UGH, but the bits that I did like I I liked quite a bit! I liked the way that Lily and Nick bonded over writing and about Black fantasy, and about creating a more diverse space for readers, and about how that shared passion just sort of grows and blooms and was important in both of their individual arcs as well. I liked how well they got along with one another's families. Despite being, you know, a giant lying jerk, I liked when Nick *was* there for Lily; I like that when she needed him, he'd come to her rescue. I liked how into each other they were, emotionally and physically. And I think their banter and, again, their chemistry was was wonderful, it was beautiful while it was on the page. 

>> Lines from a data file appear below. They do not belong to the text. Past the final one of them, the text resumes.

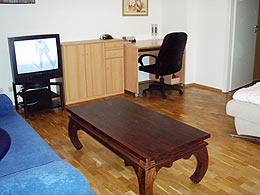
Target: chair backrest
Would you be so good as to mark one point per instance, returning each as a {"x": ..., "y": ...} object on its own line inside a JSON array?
[{"x": 171, "y": 53}]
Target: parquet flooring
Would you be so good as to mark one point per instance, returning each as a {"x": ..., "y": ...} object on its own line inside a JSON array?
[{"x": 234, "y": 164}]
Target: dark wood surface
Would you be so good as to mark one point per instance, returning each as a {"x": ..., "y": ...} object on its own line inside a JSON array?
[{"x": 145, "y": 139}]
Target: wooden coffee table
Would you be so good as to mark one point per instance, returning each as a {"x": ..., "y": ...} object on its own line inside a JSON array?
[{"x": 145, "y": 139}]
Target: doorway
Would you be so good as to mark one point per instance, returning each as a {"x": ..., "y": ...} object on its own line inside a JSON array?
[{"x": 244, "y": 43}]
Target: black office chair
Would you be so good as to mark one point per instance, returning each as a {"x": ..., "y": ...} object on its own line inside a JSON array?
[{"x": 168, "y": 61}]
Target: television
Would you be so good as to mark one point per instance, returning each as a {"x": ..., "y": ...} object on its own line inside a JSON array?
[{"x": 35, "y": 58}]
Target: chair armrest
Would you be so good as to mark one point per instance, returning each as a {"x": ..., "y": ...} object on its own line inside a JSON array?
[{"x": 140, "y": 59}]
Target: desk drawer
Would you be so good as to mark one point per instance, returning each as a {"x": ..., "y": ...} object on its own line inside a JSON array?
[
  {"x": 117, "y": 53},
  {"x": 113, "y": 45}
]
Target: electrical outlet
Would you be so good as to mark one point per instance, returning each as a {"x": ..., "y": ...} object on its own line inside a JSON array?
[{"x": 10, "y": 89}]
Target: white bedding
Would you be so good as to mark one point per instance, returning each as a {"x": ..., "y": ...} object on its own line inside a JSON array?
[{"x": 249, "y": 94}]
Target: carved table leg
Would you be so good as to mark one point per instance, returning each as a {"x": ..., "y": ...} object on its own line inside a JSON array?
[
  {"x": 145, "y": 179},
  {"x": 202, "y": 165},
  {"x": 73, "y": 129}
]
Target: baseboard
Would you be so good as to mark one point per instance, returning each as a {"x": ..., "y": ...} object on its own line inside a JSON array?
[{"x": 203, "y": 87}]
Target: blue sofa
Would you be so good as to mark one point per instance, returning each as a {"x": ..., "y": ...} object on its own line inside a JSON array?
[{"x": 30, "y": 166}]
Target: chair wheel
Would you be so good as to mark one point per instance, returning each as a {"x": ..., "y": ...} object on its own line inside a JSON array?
[{"x": 164, "y": 96}]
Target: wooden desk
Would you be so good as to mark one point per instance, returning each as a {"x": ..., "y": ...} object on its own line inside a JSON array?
[{"x": 131, "y": 53}]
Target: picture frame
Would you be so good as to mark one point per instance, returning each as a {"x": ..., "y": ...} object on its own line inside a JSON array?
[
  {"x": 17, "y": 1},
  {"x": 135, "y": 7}
]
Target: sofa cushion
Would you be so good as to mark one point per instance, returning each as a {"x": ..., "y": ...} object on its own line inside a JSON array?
[
  {"x": 5, "y": 142},
  {"x": 58, "y": 177},
  {"x": 6, "y": 105},
  {"x": 27, "y": 150}
]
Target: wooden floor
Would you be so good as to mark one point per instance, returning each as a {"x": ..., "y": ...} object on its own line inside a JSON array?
[{"x": 234, "y": 164}]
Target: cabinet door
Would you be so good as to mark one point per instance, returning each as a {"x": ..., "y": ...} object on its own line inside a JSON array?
[
  {"x": 74, "y": 73},
  {"x": 95, "y": 69},
  {"x": 115, "y": 75}
]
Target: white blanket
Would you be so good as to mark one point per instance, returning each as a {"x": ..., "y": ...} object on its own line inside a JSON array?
[{"x": 249, "y": 94}]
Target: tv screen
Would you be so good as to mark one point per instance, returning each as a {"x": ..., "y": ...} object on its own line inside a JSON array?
[{"x": 35, "y": 58}]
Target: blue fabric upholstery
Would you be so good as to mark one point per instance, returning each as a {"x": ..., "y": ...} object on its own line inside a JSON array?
[
  {"x": 28, "y": 149},
  {"x": 31, "y": 167},
  {"x": 5, "y": 142},
  {"x": 56, "y": 178},
  {"x": 6, "y": 104}
]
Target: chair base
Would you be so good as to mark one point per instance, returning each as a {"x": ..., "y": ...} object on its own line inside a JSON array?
[{"x": 162, "y": 88}]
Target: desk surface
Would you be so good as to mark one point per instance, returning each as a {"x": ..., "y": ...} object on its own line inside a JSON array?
[{"x": 147, "y": 44}]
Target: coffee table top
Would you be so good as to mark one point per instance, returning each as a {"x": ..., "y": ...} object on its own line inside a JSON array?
[{"x": 145, "y": 133}]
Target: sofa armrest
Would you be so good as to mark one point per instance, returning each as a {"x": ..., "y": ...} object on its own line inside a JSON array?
[
  {"x": 6, "y": 105},
  {"x": 57, "y": 177}
]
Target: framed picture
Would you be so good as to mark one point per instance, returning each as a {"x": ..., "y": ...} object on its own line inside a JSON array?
[
  {"x": 135, "y": 7},
  {"x": 17, "y": 1}
]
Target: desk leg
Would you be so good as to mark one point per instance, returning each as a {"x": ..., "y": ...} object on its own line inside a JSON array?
[
  {"x": 73, "y": 134},
  {"x": 202, "y": 165}
]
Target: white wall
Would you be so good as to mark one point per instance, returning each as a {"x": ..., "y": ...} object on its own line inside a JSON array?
[
  {"x": 206, "y": 23},
  {"x": 73, "y": 20}
]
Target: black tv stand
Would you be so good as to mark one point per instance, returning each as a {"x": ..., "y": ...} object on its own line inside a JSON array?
[{"x": 38, "y": 96}]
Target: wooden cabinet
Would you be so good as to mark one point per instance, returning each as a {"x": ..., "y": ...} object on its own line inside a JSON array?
[{"x": 92, "y": 69}]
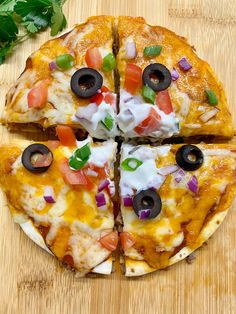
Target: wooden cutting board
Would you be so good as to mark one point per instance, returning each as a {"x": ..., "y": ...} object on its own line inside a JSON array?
[{"x": 31, "y": 281}]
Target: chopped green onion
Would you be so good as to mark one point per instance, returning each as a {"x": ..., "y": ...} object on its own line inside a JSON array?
[
  {"x": 108, "y": 122},
  {"x": 109, "y": 62},
  {"x": 83, "y": 152},
  {"x": 131, "y": 164},
  {"x": 152, "y": 51},
  {"x": 65, "y": 61},
  {"x": 212, "y": 98},
  {"x": 148, "y": 94},
  {"x": 80, "y": 157}
]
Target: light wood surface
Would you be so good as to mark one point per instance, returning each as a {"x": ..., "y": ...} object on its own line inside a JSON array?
[{"x": 33, "y": 282}]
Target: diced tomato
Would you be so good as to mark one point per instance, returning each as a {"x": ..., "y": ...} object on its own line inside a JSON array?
[
  {"x": 101, "y": 171},
  {"x": 73, "y": 177},
  {"x": 98, "y": 98},
  {"x": 110, "y": 241},
  {"x": 52, "y": 144},
  {"x": 93, "y": 58},
  {"x": 133, "y": 78},
  {"x": 104, "y": 89},
  {"x": 150, "y": 124},
  {"x": 127, "y": 240},
  {"x": 66, "y": 135},
  {"x": 109, "y": 98},
  {"x": 38, "y": 95},
  {"x": 163, "y": 101}
]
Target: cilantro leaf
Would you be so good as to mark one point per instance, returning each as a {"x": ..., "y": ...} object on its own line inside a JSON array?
[{"x": 58, "y": 20}]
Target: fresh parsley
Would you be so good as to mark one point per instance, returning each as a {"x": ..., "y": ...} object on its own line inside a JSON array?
[{"x": 21, "y": 18}]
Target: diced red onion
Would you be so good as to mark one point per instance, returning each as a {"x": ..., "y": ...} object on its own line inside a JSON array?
[
  {"x": 174, "y": 74},
  {"x": 193, "y": 184},
  {"x": 128, "y": 201},
  {"x": 144, "y": 214},
  {"x": 164, "y": 171},
  {"x": 52, "y": 66},
  {"x": 86, "y": 112},
  {"x": 184, "y": 64},
  {"x": 179, "y": 175},
  {"x": 100, "y": 199},
  {"x": 130, "y": 50},
  {"x": 49, "y": 194},
  {"x": 209, "y": 114},
  {"x": 91, "y": 173},
  {"x": 103, "y": 184}
]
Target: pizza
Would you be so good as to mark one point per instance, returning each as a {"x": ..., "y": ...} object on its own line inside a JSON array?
[
  {"x": 124, "y": 83},
  {"x": 62, "y": 198},
  {"x": 164, "y": 89},
  {"x": 173, "y": 198}
]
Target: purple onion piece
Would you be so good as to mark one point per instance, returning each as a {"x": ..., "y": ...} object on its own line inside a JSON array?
[
  {"x": 100, "y": 199},
  {"x": 174, "y": 74},
  {"x": 128, "y": 201},
  {"x": 144, "y": 214},
  {"x": 103, "y": 184},
  {"x": 193, "y": 184},
  {"x": 184, "y": 64}
]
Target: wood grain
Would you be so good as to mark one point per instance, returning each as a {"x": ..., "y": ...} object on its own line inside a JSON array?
[{"x": 33, "y": 282}]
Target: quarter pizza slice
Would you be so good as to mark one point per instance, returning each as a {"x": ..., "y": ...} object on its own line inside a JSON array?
[
  {"x": 173, "y": 198},
  {"x": 69, "y": 80},
  {"x": 61, "y": 196},
  {"x": 165, "y": 88}
]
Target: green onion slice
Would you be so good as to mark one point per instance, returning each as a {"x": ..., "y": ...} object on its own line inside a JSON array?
[
  {"x": 80, "y": 157},
  {"x": 212, "y": 98},
  {"x": 148, "y": 94},
  {"x": 108, "y": 122},
  {"x": 65, "y": 61},
  {"x": 109, "y": 62},
  {"x": 131, "y": 164},
  {"x": 152, "y": 51}
]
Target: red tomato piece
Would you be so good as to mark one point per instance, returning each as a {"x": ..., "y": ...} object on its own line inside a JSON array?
[
  {"x": 93, "y": 58},
  {"x": 150, "y": 124},
  {"x": 104, "y": 89},
  {"x": 163, "y": 101},
  {"x": 72, "y": 177},
  {"x": 127, "y": 240},
  {"x": 109, "y": 98},
  {"x": 110, "y": 241},
  {"x": 66, "y": 135},
  {"x": 38, "y": 95},
  {"x": 98, "y": 98},
  {"x": 133, "y": 78}
]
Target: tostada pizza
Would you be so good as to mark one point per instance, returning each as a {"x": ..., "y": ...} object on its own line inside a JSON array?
[
  {"x": 173, "y": 198},
  {"x": 165, "y": 89},
  {"x": 61, "y": 195},
  {"x": 69, "y": 81}
]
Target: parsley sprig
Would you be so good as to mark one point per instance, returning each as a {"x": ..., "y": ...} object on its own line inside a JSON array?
[{"x": 19, "y": 19}]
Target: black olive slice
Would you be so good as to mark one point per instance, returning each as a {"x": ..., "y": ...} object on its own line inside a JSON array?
[
  {"x": 189, "y": 157},
  {"x": 86, "y": 82},
  {"x": 157, "y": 77},
  {"x": 42, "y": 152},
  {"x": 147, "y": 204}
]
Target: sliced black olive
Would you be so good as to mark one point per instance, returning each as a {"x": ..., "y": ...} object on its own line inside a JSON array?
[
  {"x": 86, "y": 82},
  {"x": 38, "y": 150},
  {"x": 157, "y": 77},
  {"x": 147, "y": 204},
  {"x": 189, "y": 157}
]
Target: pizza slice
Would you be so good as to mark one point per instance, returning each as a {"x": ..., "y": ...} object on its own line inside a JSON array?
[
  {"x": 69, "y": 81},
  {"x": 165, "y": 89},
  {"x": 61, "y": 196},
  {"x": 173, "y": 198}
]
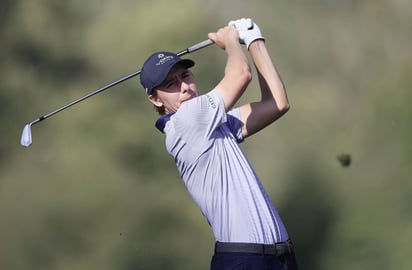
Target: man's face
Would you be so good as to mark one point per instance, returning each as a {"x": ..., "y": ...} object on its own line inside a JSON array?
[{"x": 178, "y": 87}]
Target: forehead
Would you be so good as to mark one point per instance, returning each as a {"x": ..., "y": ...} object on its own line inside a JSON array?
[{"x": 177, "y": 69}]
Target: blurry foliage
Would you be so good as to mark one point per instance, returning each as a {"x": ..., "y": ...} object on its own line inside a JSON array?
[{"x": 97, "y": 190}]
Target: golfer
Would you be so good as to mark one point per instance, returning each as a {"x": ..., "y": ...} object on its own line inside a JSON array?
[{"x": 203, "y": 133}]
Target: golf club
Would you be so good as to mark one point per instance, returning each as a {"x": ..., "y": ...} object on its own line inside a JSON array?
[{"x": 26, "y": 138}]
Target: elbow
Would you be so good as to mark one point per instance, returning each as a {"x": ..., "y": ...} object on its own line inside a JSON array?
[
  {"x": 281, "y": 109},
  {"x": 284, "y": 108}
]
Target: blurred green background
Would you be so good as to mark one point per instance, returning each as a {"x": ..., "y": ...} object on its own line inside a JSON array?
[{"x": 97, "y": 190}]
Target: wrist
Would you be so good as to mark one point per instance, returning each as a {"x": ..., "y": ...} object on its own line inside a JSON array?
[{"x": 255, "y": 43}]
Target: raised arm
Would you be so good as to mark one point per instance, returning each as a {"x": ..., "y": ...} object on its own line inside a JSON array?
[
  {"x": 237, "y": 71},
  {"x": 274, "y": 102}
]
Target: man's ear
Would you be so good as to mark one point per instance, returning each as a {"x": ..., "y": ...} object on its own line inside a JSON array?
[{"x": 155, "y": 100}]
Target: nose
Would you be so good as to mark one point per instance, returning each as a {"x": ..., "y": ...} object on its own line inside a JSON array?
[{"x": 184, "y": 87}]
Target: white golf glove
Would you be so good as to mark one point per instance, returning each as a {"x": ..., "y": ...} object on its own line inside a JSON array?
[{"x": 248, "y": 31}]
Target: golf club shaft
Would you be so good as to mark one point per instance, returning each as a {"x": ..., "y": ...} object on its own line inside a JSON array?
[{"x": 191, "y": 49}]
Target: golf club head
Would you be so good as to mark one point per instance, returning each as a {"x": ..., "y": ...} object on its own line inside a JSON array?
[{"x": 26, "y": 136}]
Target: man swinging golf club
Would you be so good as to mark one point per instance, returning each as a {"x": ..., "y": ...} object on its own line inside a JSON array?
[{"x": 203, "y": 133}]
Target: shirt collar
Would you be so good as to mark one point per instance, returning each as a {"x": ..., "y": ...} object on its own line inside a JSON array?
[{"x": 161, "y": 122}]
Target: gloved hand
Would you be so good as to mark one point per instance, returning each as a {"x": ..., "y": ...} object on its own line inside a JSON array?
[{"x": 248, "y": 31}]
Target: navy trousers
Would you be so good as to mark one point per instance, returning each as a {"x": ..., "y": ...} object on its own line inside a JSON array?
[{"x": 246, "y": 261}]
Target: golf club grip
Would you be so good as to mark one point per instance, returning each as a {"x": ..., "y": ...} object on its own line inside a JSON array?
[{"x": 200, "y": 45}]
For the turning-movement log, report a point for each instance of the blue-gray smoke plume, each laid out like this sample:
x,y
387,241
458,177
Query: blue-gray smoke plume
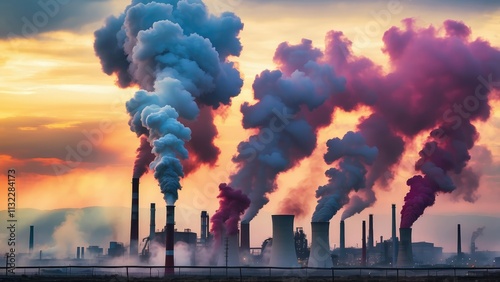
x,y
176,52
353,155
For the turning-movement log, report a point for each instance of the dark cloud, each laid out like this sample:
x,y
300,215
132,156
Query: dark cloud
x,y
30,18
36,144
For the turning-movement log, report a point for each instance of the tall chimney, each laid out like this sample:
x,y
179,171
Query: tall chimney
x,y
203,227
283,248
320,255
152,222
363,244
342,254
394,239
229,253
169,241
405,253
245,238
32,235
134,219
370,232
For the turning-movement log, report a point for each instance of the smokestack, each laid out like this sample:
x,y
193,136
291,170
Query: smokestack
x,y
370,232
245,237
229,253
169,241
394,239
320,255
342,240
363,244
283,248
32,235
405,253
134,219
152,222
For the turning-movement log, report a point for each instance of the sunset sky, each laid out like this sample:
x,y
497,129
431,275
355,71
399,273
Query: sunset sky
x,y
55,101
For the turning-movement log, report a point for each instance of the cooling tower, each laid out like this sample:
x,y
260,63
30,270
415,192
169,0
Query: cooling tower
x,y
320,255
370,232
283,248
134,219
152,223
169,241
363,243
229,251
245,238
342,253
394,238
32,235
405,253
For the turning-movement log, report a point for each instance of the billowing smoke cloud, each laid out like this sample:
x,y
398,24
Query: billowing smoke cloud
x,y
144,157
232,205
418,94
286,130
390,147
460,97
478,232
300,205
177,54
353,155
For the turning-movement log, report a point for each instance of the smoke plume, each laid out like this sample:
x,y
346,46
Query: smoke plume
x,y
352,155
460,98
144,157
232,205
300,205
419,93
286,130
177,54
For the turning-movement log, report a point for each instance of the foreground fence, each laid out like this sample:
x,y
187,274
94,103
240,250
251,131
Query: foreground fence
x,y
212,271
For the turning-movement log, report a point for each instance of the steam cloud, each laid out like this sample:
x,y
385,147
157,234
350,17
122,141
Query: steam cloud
x,y
232,205
283,116
352,155
177,54
464,93
420,93
144,157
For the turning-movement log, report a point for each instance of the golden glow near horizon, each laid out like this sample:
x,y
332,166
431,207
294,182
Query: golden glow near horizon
x,y
52,90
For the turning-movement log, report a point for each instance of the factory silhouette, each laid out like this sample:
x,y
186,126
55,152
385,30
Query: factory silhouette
x,y
288,246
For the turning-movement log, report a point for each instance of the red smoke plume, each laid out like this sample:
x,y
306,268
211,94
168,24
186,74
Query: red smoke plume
x,y
232,204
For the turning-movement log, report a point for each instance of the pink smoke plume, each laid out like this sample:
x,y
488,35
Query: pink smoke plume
x,y
143,158
232,205
457,88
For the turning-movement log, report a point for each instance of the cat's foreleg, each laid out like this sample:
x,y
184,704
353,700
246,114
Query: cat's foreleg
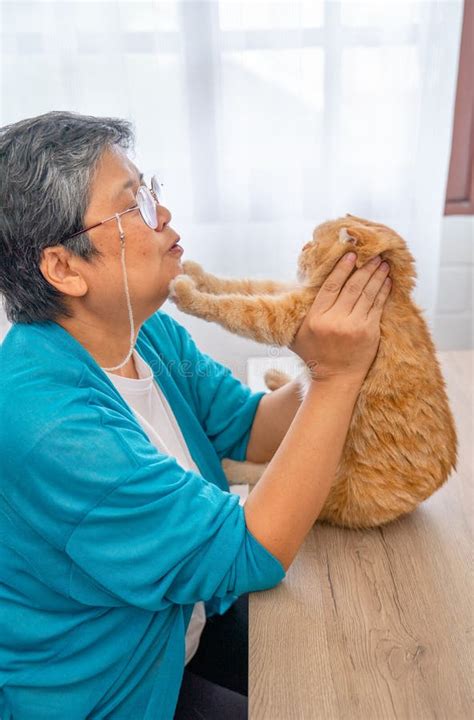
x,y
206,282
272,319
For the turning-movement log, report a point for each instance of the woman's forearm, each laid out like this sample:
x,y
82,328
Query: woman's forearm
x,y
289,496
274,416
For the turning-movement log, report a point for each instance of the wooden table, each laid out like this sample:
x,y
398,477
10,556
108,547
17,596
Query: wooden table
x,y
375,624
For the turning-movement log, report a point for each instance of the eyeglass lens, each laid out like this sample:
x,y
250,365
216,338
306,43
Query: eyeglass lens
x,y
147,202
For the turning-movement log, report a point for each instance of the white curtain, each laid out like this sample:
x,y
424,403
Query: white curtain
x,y
262,118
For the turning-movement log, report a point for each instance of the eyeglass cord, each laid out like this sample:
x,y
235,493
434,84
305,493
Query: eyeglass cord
x,y
127,295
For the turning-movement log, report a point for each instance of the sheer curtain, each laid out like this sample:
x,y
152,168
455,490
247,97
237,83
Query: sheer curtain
x,y
262,118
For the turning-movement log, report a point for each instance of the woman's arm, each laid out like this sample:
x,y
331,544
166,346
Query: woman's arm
x,y
274,415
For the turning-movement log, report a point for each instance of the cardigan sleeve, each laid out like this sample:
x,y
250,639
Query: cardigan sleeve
x,y
225,407
167,536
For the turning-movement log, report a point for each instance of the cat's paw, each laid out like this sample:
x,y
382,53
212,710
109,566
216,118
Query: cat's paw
x,y
181,290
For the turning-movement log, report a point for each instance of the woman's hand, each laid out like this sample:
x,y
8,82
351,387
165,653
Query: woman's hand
x,y
340,334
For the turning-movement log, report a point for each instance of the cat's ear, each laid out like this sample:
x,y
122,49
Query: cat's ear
x,y
365,241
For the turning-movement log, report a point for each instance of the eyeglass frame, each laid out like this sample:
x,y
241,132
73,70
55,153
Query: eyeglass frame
x,y
135,207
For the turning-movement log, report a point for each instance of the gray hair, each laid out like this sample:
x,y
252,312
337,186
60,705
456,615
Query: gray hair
x,y
47,164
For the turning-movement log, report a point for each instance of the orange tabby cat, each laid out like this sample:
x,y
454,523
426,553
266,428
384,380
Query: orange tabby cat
x,y
401,444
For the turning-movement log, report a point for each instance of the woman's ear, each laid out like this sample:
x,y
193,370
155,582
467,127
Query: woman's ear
x,y
365,241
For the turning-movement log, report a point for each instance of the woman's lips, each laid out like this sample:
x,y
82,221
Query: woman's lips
x,y
176,249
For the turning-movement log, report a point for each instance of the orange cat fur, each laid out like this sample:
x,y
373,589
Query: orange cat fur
x,y
401,444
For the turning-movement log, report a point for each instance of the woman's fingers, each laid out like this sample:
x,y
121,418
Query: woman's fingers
x,y
331,287
376,310
366,299
339,287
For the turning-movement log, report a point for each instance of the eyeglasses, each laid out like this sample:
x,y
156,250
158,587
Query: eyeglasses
x,y
146,200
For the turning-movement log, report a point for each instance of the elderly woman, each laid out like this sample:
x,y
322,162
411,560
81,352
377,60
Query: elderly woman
x,y
121,543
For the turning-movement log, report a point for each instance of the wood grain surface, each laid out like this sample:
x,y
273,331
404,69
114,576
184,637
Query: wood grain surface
x,y
376,624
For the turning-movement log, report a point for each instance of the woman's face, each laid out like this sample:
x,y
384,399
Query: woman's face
x,y
151,263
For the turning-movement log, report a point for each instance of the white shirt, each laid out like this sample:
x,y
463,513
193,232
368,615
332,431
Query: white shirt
x,y
155,416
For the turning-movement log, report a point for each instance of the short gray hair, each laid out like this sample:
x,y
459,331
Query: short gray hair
x,y
47,164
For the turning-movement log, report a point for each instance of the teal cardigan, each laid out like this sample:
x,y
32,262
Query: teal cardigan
x,y
106,543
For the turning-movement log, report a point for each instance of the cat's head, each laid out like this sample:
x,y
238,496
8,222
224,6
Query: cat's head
x,y
335,238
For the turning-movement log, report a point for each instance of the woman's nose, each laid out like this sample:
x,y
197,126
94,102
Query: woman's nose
x,y
164,217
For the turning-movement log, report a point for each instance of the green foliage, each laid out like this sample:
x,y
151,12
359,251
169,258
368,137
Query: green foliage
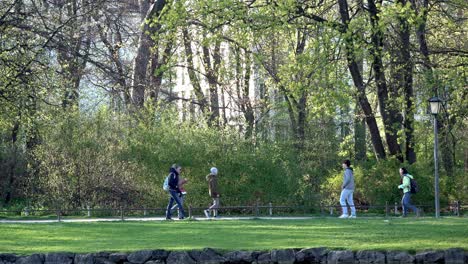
x,y
367,234
247,173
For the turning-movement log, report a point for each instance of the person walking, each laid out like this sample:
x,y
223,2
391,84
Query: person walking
x,y
182,193
174,191
347,189
405,179
213,192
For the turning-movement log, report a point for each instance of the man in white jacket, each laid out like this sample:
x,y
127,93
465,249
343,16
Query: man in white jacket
x,y
347,189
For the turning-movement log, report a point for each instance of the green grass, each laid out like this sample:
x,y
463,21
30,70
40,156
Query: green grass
x,y
412,235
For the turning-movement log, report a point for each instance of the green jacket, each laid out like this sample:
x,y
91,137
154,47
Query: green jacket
x,y
406,185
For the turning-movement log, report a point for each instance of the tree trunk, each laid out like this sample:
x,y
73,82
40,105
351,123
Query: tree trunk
x,y
194,80
432,82
358,82
140,65
389,115
405,80
211,70
243,71
9,187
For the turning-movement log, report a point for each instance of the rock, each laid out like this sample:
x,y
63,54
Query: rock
x,y
140,257
368,257
182,257
208,256
264,258
455,256
312,255
118,258
84,259
159,255
430,257
7,258
396,257
33,259
285,256
239,257
103,261
59,258
340,257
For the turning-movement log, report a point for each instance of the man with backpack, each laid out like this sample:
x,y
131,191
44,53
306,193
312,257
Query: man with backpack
x,y
213,192
347,190
408,185
174,191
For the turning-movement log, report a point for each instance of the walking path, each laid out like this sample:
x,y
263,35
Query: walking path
x,y
84,220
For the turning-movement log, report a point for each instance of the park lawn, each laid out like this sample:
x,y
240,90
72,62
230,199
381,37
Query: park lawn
x,y
412,235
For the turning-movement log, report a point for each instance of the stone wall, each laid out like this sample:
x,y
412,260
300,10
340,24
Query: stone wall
x,y
210,256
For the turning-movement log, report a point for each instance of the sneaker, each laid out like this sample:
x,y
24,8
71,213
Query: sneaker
x,y
207,213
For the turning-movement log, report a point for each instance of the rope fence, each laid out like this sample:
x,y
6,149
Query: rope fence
x,y
456,208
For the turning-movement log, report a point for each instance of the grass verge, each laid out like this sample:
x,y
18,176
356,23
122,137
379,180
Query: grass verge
x,y
411,235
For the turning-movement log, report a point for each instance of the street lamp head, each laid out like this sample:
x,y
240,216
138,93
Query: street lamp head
x,y
436,104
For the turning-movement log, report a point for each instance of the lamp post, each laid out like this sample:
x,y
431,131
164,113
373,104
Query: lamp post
x,y
436,104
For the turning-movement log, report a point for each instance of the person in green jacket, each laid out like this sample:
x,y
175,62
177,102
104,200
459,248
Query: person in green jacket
x,y
406,187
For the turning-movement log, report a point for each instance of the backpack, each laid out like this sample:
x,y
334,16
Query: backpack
x,y
413,186
166,183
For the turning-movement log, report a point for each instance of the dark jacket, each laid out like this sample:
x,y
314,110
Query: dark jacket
x,y
212,185
348,179
173,180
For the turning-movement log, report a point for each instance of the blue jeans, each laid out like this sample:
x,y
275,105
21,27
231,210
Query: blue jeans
x,y
406,203
347,196
174,196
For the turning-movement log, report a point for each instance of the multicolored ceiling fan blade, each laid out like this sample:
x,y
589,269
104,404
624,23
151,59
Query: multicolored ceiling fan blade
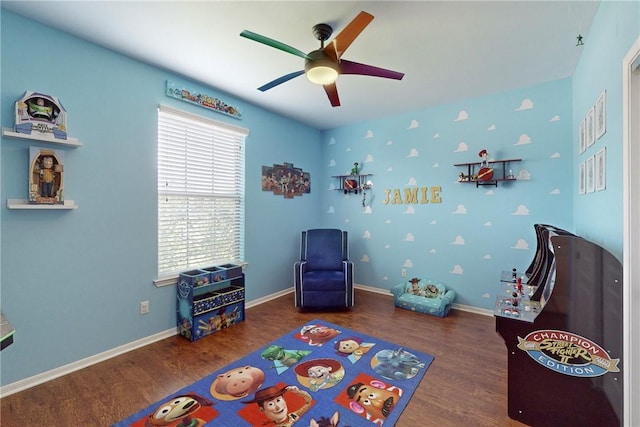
x,y
343,40
280,80
349,67
332,93
273,43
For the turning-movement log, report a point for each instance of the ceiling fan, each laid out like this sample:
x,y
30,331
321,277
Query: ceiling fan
x,y
324,65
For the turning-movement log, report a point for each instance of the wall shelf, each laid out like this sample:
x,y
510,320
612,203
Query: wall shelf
x,y
352,183
495,175
24,204
70,142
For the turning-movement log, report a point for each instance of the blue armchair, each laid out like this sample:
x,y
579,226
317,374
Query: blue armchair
x,y
324,274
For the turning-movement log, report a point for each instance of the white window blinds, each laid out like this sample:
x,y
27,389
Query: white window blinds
x,y
200,192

I just really hated the premise and the setup and it really soured the rest of it in a tremendous way for me. If you're a little more okay to the idea of, I don't know, miscommunication and just sort of flat out lying and a little bit of gaslighting in your romances, this is definitely one that I would pick up, but if like me those things are sort of hard limits for you, I cannot in good conscience recommend this book. However, given my enjoyment of the other elements of the writing, I will be reading more Kristina Forest in the future.